Which of these four would be deemed heresy for a Roman Catholic to reject?

  1. Dogma.
  2. Infallible Doctrine.
  3. Non-Infallible Doctrine.
  4. Theological Opinion.


I would assume the first two would constitute heresy. The last two might be simply (and perhaps, sinfully) disobedience to one’s Bishop.

One to three would all constitute heresy if memory serves, while the latter is not infallible the laity are to offer intellectual submission to all teachings.

A theological opinion however is just that. You’d probably do well to pay it some respect if it came from a senior cleric, the Pope even but that doesn’t mean you have to agree with those.

What IS an infallible doctrine? Somewhere in between dogma and theological opinion?? What is it?

1 and 2 below are infallible categories: .

Ludwig Ott, Fundamentals of Catholic Dogma§ 8. The Theological Grades of Certainty

  1. The highest degree of certainty appertains to the immediately revealed truths. The belief due to them is based on the authority of God Revealing (fides divina), and if the Church, through its teaching, vouches for the fact that a truth is contained in Revelation, one’s certainty is then also based on the authority of the** Infallible** Teaching Authority of the Church (fides catholica). If Truths are defined by a solemn judgment of faith (definition) of the Pope or of a General Council, they are “de fide definita.”

  2. Catholic truths or Church doctrines, on which the** infallible **Teaching Authority of the Church has finally decided, are to be accepted with a faith which is based on the sole authority of the Church (fides ecclesiastica). These truths are as infallibly certain as dogmas proper.

  3. A Teaching proximate to Faith (sententia fidei proxima) is a doctrine, which is regarded by theologians generally as a truth of Revelation. but which has not yet been finally promulgated as such by the Church.

  4. A Teaching pertaining to the Faith, i.e., theologically certain (sententia ad fidem pertinens, i.e., theologice certa) is a doctrine, on which the Teaching Authority of the Church has not yet finally pronounced, but whose truth is guaranteed by its intrinsic connection with the doctrine of revelation (theological conclusions).

  5. Common Teaching (sententia communis) is doctrine, which in itself belongs to the field of the free opinions, but which is accepted by theologians generally.

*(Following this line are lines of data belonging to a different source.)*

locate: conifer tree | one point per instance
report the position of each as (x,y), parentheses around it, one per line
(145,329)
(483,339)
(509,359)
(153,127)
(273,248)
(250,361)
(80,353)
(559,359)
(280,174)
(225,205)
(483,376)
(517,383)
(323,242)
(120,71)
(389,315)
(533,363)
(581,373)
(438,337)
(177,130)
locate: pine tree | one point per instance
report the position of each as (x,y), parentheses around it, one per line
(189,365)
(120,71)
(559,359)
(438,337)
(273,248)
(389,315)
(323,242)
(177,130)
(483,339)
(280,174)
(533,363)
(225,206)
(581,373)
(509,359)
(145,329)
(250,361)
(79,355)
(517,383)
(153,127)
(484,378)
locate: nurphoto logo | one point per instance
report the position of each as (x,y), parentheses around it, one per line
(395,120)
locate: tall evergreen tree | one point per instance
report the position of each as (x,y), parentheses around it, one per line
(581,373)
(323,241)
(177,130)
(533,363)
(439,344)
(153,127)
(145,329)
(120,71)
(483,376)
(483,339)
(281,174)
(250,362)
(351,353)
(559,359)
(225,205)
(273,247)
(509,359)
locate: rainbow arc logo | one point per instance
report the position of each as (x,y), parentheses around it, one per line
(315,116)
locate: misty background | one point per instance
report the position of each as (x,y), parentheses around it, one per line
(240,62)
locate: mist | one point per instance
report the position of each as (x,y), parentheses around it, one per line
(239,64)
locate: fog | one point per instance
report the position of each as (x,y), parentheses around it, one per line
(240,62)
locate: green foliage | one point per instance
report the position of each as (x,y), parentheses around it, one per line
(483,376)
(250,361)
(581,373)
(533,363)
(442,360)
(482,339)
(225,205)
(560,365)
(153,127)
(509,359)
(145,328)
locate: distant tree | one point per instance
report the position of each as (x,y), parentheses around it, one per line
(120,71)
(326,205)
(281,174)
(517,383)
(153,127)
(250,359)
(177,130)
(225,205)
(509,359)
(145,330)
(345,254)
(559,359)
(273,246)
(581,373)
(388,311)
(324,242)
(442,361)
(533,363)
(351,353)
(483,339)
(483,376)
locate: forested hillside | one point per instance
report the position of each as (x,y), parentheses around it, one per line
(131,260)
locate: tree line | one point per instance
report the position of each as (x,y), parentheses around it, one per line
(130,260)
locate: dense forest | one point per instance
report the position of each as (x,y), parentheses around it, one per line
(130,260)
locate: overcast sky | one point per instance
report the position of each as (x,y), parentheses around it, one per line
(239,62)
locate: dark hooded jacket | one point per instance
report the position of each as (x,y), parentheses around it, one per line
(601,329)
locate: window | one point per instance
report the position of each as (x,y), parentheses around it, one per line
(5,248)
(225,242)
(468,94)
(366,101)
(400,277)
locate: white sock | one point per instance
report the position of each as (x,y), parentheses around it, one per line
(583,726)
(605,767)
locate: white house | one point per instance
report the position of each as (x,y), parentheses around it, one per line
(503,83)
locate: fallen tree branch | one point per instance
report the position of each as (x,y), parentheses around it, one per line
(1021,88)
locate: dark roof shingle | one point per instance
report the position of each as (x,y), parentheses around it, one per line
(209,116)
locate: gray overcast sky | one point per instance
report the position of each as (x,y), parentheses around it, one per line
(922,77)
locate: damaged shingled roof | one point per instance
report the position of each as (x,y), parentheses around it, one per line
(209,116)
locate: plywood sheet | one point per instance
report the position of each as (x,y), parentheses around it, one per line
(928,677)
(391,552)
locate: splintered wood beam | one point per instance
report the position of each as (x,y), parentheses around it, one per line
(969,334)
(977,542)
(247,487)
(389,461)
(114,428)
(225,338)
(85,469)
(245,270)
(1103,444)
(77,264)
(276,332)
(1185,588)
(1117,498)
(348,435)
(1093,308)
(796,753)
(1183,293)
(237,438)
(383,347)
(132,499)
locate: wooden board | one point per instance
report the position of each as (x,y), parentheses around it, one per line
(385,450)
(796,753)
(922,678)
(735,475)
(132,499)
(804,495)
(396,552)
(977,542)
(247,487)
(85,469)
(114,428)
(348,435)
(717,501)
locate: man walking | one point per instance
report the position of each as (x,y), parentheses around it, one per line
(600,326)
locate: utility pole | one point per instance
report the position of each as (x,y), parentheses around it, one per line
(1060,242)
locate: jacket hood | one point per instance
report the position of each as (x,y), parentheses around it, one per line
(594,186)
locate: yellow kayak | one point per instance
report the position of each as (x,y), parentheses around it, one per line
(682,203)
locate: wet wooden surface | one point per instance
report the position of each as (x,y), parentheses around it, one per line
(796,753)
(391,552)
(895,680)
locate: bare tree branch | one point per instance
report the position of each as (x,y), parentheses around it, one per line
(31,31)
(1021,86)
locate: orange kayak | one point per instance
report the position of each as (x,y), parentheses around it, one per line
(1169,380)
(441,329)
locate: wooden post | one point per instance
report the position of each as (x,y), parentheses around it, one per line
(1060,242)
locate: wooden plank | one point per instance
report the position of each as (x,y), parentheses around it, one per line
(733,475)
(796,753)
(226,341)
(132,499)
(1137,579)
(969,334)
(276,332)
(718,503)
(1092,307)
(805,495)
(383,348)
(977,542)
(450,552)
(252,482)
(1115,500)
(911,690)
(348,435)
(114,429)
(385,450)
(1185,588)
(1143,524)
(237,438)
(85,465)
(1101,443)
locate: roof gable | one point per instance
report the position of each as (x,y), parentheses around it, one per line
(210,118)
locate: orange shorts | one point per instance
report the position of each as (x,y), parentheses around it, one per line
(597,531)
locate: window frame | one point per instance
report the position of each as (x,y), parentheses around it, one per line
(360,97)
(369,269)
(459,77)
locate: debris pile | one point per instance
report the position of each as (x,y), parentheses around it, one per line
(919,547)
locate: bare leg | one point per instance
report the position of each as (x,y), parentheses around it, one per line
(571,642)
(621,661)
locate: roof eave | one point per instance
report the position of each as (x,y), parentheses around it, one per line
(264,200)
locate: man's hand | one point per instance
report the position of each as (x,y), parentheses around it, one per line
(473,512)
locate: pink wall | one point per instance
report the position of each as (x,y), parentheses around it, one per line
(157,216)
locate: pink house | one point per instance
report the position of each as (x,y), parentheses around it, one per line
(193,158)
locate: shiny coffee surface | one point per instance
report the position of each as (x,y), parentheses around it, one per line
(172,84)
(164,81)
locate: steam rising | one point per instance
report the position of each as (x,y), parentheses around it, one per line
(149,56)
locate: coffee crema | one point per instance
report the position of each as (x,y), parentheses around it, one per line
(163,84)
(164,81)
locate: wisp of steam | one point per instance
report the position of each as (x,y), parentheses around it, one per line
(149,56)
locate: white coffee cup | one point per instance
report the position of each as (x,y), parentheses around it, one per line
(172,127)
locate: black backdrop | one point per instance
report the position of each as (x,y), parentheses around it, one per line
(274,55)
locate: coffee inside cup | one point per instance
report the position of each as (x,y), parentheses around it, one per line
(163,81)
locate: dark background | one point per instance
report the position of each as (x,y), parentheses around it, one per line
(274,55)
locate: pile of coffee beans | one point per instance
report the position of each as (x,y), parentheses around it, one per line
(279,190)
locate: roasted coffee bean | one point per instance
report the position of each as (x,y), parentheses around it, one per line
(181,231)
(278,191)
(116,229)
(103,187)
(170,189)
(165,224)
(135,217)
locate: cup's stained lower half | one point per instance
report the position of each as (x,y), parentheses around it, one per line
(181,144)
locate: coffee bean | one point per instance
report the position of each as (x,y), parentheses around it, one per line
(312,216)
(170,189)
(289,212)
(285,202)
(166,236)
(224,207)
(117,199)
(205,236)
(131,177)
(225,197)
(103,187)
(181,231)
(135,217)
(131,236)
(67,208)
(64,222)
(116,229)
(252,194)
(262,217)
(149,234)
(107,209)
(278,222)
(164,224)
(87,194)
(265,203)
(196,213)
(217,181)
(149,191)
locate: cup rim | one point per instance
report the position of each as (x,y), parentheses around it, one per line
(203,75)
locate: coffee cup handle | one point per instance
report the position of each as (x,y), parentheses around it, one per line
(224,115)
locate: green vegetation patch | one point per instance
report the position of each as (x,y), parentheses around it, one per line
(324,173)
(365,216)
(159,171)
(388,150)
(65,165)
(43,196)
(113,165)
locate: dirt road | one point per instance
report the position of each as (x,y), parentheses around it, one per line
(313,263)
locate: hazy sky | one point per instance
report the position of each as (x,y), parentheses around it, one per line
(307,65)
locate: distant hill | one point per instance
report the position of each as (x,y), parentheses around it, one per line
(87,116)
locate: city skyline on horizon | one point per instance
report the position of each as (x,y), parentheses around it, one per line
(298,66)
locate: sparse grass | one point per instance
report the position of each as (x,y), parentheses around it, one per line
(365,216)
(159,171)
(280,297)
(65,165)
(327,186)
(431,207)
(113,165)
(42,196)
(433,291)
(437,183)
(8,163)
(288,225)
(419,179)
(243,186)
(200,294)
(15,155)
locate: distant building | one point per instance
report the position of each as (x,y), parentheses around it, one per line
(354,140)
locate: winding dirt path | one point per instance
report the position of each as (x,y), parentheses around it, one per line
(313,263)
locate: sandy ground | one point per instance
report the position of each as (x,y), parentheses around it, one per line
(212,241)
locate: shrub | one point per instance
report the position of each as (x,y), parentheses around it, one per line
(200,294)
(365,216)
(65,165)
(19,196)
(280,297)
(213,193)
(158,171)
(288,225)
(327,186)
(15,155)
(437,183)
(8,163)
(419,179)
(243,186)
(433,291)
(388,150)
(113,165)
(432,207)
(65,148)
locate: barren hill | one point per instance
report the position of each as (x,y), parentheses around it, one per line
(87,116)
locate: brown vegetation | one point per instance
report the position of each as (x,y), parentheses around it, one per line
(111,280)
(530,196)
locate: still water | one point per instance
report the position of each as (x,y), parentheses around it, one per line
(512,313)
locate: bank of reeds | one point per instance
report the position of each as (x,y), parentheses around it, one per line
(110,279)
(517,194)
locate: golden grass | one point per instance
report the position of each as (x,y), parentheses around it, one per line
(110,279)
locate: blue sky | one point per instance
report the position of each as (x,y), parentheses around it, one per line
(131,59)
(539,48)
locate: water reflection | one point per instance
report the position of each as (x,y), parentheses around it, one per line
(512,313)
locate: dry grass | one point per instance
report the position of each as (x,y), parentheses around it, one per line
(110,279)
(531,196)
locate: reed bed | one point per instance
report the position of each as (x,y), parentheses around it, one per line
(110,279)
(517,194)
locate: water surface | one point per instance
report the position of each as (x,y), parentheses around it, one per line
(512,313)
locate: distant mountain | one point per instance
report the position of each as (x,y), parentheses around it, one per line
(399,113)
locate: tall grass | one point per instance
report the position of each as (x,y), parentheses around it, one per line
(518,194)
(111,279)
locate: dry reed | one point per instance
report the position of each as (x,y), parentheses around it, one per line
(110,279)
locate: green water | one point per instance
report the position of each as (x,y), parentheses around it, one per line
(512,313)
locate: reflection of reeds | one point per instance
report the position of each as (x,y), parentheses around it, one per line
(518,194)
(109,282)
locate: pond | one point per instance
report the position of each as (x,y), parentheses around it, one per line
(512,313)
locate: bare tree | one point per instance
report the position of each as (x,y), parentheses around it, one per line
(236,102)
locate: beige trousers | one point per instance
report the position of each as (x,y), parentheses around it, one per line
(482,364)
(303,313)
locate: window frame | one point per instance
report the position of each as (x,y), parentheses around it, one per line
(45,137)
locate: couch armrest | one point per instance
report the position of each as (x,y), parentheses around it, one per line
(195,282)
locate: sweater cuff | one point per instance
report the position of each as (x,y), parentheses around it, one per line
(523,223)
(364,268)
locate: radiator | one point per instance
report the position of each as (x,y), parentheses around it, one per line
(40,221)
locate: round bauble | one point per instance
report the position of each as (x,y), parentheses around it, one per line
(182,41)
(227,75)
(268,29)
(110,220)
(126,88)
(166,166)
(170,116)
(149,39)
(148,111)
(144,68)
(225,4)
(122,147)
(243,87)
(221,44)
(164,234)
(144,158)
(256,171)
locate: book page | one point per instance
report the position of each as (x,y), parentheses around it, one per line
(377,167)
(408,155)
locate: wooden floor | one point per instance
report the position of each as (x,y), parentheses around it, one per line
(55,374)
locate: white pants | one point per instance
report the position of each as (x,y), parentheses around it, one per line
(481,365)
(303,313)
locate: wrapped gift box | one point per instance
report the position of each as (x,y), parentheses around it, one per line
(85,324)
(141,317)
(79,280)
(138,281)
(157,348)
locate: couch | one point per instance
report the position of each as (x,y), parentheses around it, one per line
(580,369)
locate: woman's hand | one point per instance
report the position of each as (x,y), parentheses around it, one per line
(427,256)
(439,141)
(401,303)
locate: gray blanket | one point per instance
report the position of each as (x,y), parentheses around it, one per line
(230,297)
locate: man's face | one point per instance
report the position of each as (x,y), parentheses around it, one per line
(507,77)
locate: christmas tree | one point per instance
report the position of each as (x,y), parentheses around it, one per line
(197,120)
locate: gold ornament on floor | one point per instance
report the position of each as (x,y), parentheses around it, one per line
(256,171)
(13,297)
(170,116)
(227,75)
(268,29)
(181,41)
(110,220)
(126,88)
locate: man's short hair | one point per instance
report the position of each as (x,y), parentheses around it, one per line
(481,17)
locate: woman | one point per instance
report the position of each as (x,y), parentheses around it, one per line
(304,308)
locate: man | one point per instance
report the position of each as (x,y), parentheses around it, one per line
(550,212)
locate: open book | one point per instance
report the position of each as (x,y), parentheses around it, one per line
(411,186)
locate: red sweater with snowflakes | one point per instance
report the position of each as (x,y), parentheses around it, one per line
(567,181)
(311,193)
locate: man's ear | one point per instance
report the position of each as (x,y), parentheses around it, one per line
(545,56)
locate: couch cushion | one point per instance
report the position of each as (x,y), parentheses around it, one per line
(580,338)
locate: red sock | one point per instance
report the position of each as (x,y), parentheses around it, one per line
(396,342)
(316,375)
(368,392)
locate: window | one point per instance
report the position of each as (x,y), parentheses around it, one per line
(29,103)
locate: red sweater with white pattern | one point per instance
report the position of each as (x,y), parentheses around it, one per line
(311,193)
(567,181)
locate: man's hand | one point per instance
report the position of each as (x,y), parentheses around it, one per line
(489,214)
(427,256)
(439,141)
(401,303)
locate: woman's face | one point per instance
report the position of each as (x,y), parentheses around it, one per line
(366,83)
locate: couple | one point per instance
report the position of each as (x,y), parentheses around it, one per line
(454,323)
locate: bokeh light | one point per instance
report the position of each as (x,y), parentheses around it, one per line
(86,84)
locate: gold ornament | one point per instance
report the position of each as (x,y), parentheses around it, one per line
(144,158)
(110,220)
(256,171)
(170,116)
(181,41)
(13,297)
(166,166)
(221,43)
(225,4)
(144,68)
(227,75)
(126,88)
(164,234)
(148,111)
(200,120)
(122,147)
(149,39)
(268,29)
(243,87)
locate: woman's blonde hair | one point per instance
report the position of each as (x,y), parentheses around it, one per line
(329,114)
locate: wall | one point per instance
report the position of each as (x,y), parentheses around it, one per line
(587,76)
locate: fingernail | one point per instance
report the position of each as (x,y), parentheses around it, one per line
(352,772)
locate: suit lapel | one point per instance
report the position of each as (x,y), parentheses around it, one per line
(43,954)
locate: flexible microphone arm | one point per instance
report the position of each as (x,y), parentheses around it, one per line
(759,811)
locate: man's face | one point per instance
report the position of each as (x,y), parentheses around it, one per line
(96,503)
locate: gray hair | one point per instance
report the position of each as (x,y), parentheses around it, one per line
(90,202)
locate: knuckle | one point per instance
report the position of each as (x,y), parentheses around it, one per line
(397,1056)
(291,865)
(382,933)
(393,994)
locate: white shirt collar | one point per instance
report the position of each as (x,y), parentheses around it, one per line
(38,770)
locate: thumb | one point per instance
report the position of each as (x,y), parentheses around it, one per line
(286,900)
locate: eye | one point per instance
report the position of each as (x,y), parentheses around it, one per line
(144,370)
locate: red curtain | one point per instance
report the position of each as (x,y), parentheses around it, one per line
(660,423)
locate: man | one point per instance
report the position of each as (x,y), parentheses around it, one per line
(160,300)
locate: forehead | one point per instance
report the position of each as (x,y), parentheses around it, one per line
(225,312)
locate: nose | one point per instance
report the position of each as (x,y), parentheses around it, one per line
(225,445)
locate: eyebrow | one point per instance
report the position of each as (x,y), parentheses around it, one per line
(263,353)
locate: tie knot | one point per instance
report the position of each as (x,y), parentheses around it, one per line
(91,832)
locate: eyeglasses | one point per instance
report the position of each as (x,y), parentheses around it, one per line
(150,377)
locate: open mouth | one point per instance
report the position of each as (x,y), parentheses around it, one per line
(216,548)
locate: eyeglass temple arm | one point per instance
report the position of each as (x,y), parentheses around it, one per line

  6. Theological opinions of lesser grades of certainty are called probable, more probable, well-founded (sententia probabilis, probabilior, bene fundata). Those which are regarded as being in agreement with the consciousness of Faith of the Church are called pious opinions (sententia pia). The least degree of certainty is possessed by the tolerated opinion (opinio tolerata), which is only weakly founded, but which is tolerated by the Church.

Using your 4 points:

Rejecting 1 and 2 would be heresy.

Rejecting 3 would be a sin of grave matter but not heresy.

Rejecting 4 is neither heresy nor a sin of grave matter.